The press briefing came after a raucous day of clashes between government forces and protesters in Egyptian cities. Al Jazeera reported that five people were killed in the Egyptian city of Suez. As the sun set, thousands continued to defy a nationwide curfew and the country's military deployed in Cairo. 

The protests marked the most significant challenge to Mubarak's 30-year rule and it has U.S. officials scrambling to determine an appropriate response. Officials have sought not to take sides but have continually adjusted the tone of their remarks. Vice President Biden said in an interview Thursday that Mubarak should not step down and seemed to downplay the significance of the protests. On Friday, as images of violent clashes emerged, Clinton said the United States has become "deeply concerned" about the government's use of force. She called on Mubarak to "restrain the security forces" as it tries to quell the protests. 

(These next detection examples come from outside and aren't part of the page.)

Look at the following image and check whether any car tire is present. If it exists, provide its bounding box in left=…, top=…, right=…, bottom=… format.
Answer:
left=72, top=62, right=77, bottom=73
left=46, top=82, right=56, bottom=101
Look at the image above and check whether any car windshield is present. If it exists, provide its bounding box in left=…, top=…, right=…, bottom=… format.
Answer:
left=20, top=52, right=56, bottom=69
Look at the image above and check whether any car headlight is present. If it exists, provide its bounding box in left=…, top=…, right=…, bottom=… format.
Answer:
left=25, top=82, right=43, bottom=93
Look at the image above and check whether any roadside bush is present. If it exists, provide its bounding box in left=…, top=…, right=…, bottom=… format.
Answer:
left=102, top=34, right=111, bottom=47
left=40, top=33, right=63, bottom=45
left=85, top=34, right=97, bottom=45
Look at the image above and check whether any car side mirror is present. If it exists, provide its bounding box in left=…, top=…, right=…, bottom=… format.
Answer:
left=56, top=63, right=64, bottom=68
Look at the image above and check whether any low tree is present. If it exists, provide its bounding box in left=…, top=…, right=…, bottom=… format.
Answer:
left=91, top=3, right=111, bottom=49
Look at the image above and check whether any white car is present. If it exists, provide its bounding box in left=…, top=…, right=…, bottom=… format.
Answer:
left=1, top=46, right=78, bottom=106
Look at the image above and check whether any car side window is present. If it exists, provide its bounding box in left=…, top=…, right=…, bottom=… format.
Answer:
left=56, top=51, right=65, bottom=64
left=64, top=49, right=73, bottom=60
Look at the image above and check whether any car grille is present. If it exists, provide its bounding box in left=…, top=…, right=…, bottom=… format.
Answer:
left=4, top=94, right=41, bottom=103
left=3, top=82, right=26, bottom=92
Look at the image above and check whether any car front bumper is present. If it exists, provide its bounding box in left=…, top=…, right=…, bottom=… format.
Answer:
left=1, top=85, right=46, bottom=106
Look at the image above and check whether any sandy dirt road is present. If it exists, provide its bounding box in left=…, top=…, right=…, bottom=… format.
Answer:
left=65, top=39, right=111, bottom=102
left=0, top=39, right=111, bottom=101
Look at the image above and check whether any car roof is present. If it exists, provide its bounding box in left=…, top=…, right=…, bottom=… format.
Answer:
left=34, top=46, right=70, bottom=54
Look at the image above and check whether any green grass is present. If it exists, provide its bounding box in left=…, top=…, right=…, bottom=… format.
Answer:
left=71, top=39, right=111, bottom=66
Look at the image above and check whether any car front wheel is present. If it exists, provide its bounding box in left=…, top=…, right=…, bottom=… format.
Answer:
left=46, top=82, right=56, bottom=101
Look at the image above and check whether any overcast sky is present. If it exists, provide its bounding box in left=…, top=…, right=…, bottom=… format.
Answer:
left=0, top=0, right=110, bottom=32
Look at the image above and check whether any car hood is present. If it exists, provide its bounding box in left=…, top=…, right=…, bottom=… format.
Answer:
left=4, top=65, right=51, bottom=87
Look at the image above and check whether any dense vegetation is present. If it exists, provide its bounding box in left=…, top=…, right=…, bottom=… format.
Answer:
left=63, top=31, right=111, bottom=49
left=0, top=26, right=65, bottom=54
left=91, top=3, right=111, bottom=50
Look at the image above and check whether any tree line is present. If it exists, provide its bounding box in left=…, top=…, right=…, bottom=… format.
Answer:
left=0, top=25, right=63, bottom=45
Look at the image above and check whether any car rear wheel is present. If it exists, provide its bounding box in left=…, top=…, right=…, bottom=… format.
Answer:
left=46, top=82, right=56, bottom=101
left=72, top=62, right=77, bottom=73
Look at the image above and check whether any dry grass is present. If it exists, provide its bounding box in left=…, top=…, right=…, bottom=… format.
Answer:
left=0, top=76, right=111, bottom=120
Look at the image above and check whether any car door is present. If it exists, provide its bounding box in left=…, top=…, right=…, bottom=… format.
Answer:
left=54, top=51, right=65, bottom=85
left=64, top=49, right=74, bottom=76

"We are deeply concerned about the use of violence by Egyptian police and security forces against protesters," Clinton said. "The Egyptian government needs to understand that violence will not make these grievances go away." 

Clinton said "reform is absolutely critical," expressing support for the "universal human rights of the Egyptian people." At the same time, she urged protesters to "express themselves peacefully" and refrain from using violence. 

The administration also issued a travel alert warning American citizens to avoid non-essential travel to the country. 

Gibbs said a "robust set of meetings" is under way to determine the U.S. response and assess the situation. "This is not about picking a person or picking the people of a country," he said. 

Asked about concerns that the fundamentalist Muslim Brotherhood is playing a big role in the protests, Gibbs said the protesters are not monolithic but declined to entertain questions about what a new regime could mean for U.S. interests. 

He called for the government to pursue a "meaningful dialogue" with its own people to address possible reforms.